On Feb. 27 Rohr taught 15 Mission Mountain quilters at the Ronan Church of Jesus Christ of Latter Day Saints. The quilt was called Radiant Suns, and the pattern is published by Doodle Press. Radiant Suns sounds as if the pieces would be pointed and sharp, but the templates are rounded and curved.
When Rohr first saw a Radiant Suns quilt on display at a quilt store in Minnesota, he loved it and bought the pattern. At the time he was a fairly new quilter and thought the curved lines would be to tough for him to sew.
A friend from his class of quilting ladies told him about a 15-minute class on piecing curved lines at Timeless Treasures so Rohr took the class and learned how.
But Rohr said, “You really just have to do it (make the quilt).”
Quilters were piecing the quilt using fabrics that varied from yellow and black prints with just a smidge of red to black and white and lime green prints to autumn colors. Rohr wandered around and was available to dispense advice.
The heaps of fabric, scraps of cloth, irons and ironing board, pins and rotary cutters didn’t bother Rohr who characterizes his organizing style as “perfectionist wanna-be.” Rohr has a “nice work counter” in his basement workroom, nicknamed the dungeon. Bins of fabric are sorted by color, but sometimes things encroach on the counter and fabrics get moved around.

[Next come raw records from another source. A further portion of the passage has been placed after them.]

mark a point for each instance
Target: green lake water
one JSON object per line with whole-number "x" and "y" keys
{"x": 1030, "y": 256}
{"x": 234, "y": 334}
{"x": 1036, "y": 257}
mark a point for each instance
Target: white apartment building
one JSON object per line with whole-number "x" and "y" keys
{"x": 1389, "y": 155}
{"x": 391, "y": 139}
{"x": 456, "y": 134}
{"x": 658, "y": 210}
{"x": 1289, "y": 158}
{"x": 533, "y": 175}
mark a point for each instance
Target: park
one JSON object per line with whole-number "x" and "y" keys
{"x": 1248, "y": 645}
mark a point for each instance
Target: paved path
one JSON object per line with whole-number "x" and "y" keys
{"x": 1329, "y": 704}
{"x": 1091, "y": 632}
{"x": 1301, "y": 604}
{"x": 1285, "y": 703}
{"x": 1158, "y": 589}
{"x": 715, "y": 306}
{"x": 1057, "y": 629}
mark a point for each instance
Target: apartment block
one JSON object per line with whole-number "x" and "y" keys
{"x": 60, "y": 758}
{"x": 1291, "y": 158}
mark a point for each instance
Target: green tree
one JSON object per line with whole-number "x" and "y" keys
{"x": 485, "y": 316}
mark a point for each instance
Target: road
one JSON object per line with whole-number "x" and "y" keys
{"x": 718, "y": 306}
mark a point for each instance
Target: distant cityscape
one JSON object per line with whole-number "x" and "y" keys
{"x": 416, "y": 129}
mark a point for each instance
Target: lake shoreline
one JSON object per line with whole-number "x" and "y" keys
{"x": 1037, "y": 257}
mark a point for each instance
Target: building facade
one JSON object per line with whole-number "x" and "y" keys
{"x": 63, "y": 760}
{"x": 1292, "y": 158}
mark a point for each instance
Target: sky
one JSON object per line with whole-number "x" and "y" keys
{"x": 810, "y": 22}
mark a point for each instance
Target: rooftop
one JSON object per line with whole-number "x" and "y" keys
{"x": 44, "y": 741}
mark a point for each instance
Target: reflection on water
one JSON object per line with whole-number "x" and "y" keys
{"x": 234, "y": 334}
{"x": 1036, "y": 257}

Rohr’s favorite quilt is “the one I’m working on now,” he said with a grin. However, his favorite right now might be a quilt Rohr just completed. A friend’s mother died and left the friend six stars, each about 33” tall. The friend’s great-grandmother pieced the stars. She used old shirts of her son’s, some stained with tractor grease which Rohr could smell as he pressed the pieces, and scraps of her dresses, just worn pieces of clothing.
“Even some of the pieces were pieced,” Rohr said.
Four of the stars were completed in the 1920s, and the other two were finished later, Rohr thought.
The strips of cloth were hand sewn onto a backing, but they wrinkled and rippled and wouldn’t lay flat. Rohr took them all apart, washed and pressed the strips, and restitched them so they were smooth and flat. Since the family raised wheat, Rohr used wheat fabrics for the sashing, or the fabric which connects the stars. Rohr said he hand quilted the finished product just because he thought the quilt deserved hand quilting. Rohr said he just had completed the binding, or edge finish, on the quilt.
“I put so much into it,” Rohr said, “And got so much out of it.”
As far as being one of that rare breed, a male quilter, Rohr said it’s getting better. Going into a quilt store for him used to be sort of like a lady going into a hardware store.
“They (the clerks) assumed you knew nothing and treated you like that,” Rohr said.
Now Rohr not only has a network of Montana men who quilt, but he also talks to other male quilters on quiltguy at Yahoo, a group with about 250 members.
What’s next for Rohr?
“There are so many quilts in my head,” he said, tapping his forehead with a bent finger.